セーター越しに伝わる彼の鼓動。
思ってたよりも速くて、聴いてる私の方がドキドキする。
ううん、違う。
ドキドキしてるのは、彼の心音を聴いたからじゃない。
………もう解ってしまった。
私は――――――彼が、好きなんだ。
今では黒歴史になりつつある7年前の恋人。
当時は凄く好きでこうして抱きついたりした事もあった。
だけど、違うの。
何が違うって、ドキドキの感じが全然違う。
きっとあの当時は、恋する事に恋をしていたんだ。
彼がどんな人なのか、どこに住んでるのか、どんな仕事をしているのか。
そんな彼自身のパーソナリティーを全く知らないのに、好きだと決めつけていた。
彼から求められる事で好きだと思い込み、自分の心に気付かぬフリをしてたのかもしれない。

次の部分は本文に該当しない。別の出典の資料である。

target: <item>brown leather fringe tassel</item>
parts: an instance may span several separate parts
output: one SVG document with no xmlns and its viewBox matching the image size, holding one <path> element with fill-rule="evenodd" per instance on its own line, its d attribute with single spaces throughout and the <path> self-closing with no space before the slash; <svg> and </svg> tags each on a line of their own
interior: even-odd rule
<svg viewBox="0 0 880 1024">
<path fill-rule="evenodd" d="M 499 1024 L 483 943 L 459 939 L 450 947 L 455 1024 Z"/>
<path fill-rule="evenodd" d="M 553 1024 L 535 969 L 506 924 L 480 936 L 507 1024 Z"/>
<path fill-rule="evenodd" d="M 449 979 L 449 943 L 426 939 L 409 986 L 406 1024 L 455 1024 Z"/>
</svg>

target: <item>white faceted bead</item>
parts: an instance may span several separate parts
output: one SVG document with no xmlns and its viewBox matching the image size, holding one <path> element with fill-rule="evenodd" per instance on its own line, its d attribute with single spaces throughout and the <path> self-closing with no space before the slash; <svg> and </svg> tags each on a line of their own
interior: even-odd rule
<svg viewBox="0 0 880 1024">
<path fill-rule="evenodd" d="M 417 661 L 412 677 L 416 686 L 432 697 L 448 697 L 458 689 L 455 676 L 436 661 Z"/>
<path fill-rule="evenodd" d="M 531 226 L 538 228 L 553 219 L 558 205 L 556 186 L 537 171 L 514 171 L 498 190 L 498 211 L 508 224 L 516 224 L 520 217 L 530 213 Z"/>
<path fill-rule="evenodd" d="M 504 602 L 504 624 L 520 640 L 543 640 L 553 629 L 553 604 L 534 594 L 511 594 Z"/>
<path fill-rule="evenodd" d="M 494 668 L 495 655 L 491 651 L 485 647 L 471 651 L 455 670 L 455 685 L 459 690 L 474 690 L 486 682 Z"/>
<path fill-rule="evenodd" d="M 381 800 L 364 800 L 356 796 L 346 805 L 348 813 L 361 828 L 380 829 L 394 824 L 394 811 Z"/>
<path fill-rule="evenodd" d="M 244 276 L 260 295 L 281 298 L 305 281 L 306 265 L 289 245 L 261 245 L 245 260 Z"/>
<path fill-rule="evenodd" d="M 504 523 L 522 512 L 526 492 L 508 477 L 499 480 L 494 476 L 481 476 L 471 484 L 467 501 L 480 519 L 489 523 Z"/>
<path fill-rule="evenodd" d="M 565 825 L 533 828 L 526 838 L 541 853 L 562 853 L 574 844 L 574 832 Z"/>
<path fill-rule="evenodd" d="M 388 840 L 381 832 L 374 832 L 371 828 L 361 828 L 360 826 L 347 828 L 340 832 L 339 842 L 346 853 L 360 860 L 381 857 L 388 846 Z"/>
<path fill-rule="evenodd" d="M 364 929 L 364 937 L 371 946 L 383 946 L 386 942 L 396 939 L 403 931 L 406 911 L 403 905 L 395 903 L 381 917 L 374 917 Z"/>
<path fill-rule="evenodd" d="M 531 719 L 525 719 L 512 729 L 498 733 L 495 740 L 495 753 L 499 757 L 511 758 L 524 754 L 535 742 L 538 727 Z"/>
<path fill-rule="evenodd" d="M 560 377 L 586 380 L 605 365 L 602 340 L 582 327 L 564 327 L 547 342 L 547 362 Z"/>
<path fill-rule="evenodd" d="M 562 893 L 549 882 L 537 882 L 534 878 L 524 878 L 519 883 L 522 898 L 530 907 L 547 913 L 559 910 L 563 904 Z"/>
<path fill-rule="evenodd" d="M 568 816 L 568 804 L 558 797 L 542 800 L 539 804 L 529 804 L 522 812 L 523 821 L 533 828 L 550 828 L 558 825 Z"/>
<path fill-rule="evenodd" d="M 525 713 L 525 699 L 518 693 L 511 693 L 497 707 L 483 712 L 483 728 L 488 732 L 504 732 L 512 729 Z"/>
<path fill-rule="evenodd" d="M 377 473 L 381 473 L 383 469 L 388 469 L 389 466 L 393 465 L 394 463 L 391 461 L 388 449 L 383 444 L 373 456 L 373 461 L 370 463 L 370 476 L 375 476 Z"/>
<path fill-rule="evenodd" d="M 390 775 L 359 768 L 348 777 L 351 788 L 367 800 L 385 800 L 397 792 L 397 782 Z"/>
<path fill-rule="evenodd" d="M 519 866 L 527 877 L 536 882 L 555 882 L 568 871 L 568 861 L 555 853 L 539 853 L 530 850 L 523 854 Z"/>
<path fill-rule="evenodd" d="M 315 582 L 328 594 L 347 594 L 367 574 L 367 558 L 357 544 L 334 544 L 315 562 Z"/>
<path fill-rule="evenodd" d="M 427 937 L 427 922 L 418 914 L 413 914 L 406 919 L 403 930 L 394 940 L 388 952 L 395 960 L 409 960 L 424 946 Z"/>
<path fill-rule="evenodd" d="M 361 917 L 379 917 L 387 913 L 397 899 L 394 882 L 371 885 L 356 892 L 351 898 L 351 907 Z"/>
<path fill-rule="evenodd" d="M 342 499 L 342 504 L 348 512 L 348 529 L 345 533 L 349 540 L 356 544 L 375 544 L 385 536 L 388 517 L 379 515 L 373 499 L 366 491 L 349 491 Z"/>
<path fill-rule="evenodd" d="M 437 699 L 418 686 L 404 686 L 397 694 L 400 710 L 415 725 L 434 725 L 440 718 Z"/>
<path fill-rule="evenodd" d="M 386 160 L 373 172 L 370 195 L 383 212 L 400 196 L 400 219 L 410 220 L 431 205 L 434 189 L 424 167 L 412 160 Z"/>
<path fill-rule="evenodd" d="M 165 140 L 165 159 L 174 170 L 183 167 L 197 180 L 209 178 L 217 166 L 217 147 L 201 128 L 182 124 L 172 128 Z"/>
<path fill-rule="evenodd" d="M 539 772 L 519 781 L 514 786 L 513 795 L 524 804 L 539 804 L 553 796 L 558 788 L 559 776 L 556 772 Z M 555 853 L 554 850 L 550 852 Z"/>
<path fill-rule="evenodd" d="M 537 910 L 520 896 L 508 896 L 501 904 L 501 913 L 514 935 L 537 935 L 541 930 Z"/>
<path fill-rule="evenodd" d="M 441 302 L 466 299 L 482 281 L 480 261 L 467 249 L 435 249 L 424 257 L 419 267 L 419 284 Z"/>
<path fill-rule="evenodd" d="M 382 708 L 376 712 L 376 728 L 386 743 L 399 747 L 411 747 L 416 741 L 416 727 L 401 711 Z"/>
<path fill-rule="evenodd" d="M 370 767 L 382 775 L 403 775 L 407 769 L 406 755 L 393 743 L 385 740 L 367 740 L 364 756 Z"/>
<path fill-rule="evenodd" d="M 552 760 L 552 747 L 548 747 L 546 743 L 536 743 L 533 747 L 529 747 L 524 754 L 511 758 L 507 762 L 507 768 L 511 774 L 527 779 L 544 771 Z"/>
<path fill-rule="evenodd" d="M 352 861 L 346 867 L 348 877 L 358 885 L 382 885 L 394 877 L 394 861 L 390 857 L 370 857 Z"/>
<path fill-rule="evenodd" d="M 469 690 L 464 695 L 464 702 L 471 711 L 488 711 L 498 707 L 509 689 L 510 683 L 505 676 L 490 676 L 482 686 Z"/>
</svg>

今こうして麻生さんを抱き締めて、彼自身を真っ直ぐ見つめて自分の心に問いかけた。
――――私の答えは、彼の事を全て知りたいという正直な気持ち。
上辺だけでなく、彼自身の全てを知りたいと思ってしまった。
毒を吐かれても、嫌味を言われても、素っ気ない態度を取られても。
彼が私を『早坂小町』として見てくれるなら、私も彼を『麻生大和』として見続けたい。
イケメンだからとか、美声だからとか、高給取りだとかそんな事は抜きにして。
私は1人の男性として、彼をもっと知りたいと思ってしまった。
そしてそれと同時に、今まで味わった事の無いほど胸が熱く疼いている。